I enjoyed the game back in the day and played Master Quest as well but I don’t think I’d super enjoy a playthrough now.
feels truly perverse as an angle of appreciation but i like the cutscenes in ocarina of time a lot… straining for maximum atmosphere with these little puppet people who often seemed able to hardly animate or emote, trying to make up for that by making the camera shots these ever more dramatic and distant tableaux. i feel like for later games they found a range of animation they were more comfortable with (mild cartooniness for the serious characters balanced out with more consistent exaggeration for everyone else) but it hadn’t quite settled yet so there are all these scenes of characters standing stock still and 10 ft apart, forced into reciting at each other more elliptically than usual due to the weird theatrical constraints, and then at the end of each scene link just abruptly rotates and does his frantic little jog away. one of those things where awkward execution gives the whole thing a yearning quality that partly redeems the self-seriousness it was meant to convey.

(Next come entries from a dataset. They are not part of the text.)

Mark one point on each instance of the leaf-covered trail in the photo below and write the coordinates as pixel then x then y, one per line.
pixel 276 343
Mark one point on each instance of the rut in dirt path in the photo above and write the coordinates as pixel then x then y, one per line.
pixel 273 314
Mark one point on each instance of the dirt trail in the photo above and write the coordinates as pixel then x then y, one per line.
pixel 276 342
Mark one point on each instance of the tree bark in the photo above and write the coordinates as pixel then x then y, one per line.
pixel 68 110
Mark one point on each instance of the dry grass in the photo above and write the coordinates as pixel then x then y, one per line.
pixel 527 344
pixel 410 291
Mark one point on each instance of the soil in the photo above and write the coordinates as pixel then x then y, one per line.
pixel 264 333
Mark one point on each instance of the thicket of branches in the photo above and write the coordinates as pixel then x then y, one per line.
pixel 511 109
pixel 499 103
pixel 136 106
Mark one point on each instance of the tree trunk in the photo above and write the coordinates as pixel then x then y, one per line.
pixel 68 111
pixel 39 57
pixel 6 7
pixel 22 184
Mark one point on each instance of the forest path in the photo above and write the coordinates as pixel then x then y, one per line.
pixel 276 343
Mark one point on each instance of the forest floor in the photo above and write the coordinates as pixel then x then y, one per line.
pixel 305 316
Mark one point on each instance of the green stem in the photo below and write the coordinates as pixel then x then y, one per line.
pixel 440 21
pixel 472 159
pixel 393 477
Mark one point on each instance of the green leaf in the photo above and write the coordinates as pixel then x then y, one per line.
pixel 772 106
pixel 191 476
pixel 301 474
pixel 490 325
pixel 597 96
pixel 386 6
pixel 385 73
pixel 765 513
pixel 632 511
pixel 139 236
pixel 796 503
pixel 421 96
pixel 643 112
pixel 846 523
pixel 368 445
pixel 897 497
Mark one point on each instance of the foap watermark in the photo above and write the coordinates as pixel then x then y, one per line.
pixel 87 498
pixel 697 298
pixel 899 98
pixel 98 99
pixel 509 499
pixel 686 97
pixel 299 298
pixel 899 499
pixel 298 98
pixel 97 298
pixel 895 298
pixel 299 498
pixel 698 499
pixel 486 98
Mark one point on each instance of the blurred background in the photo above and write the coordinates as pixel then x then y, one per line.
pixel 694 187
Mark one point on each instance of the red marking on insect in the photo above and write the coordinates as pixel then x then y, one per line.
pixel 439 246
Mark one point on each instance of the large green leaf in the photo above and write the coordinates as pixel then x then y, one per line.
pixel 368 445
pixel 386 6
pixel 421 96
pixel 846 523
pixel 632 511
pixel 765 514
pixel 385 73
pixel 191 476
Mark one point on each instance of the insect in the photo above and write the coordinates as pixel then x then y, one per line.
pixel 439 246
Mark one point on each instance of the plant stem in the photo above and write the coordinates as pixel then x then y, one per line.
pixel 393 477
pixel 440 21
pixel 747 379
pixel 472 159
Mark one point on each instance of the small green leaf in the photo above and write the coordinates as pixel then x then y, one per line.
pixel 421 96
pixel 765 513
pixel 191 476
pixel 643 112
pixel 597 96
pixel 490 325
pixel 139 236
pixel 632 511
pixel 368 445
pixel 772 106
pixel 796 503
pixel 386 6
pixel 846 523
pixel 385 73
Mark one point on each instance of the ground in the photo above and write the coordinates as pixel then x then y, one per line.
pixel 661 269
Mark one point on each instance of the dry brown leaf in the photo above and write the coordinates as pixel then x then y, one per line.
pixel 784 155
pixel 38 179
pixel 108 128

also the gossip stones were cool,
i liked goldeneye / perfect dark / jet force gemini… i guess if i was trying to pick out things that were specific to the n64 as a console one of them might be the way nintendo fussiness kind of made all the shooters take place in the same askew, serial-numbers-filed-off dimension as the snes wolfenstein port. perfect dark is the mangled snes wolfenstein version of some more coherently ““cyberpunk”” fps, jet force gemini is the snes wolfenstein port of starship troopers etc
as a lad i got a playstation way too early, the original model with rca outputs and a bad laser, then a pc later on. the pc stuff at the time was just way cooler than anything on consoles to me back then, proper sneered at the idea of playing goldeneye on a controller vs quakeworld
between that and having a snes in the uk previously, where you just sort of took it as a given that anything cool wasn’t going to come out locally n64 just never really got a look in with me at all, so i first played oot on the gamecube reissue after ~5 years of exposure to online americans saying it was the greatest thing and was like “is that it?”
3ds port went down a lot easier, only time i finished it
I had Body Harvest when I was a kid and it blew my mind. This whole big world to freely explore! Hop into any vehicle! Blow up aliens that explode in cool ways!
And the world felt full of things to discover despite being mostly barren. Cruising around on a motorbike and stumbling upon an airfield! Finding a island out in the ocean! Breaking into area 51 and getting a UFO! Getting a combine harvester and shredding zombies! Luring kids to safety with an ice cream truck! It ruled. It felt like being in an over-ambitious b-movie, especially since the game itself was over-ambitious (but still pulled a surprising amount off).
Oh man, and it felt so EPIC YO if you fucked up and let too many humans get harvested and one of those big demon dudes spawn. I remember really liking how the aliens felt like they had roles to fill, like different kinds of ants, and you had to deal with their onslaught a certain way because of that. The attacks felt ORGANISED which really did a lot to suck you in.
I mean, it was sure janky as hell, especially the on-foot controls. And it has a TERRIBLE save system. But I loved the game to bits. This was definitely a spiritual predecessor to the 3D GTA games, yeah.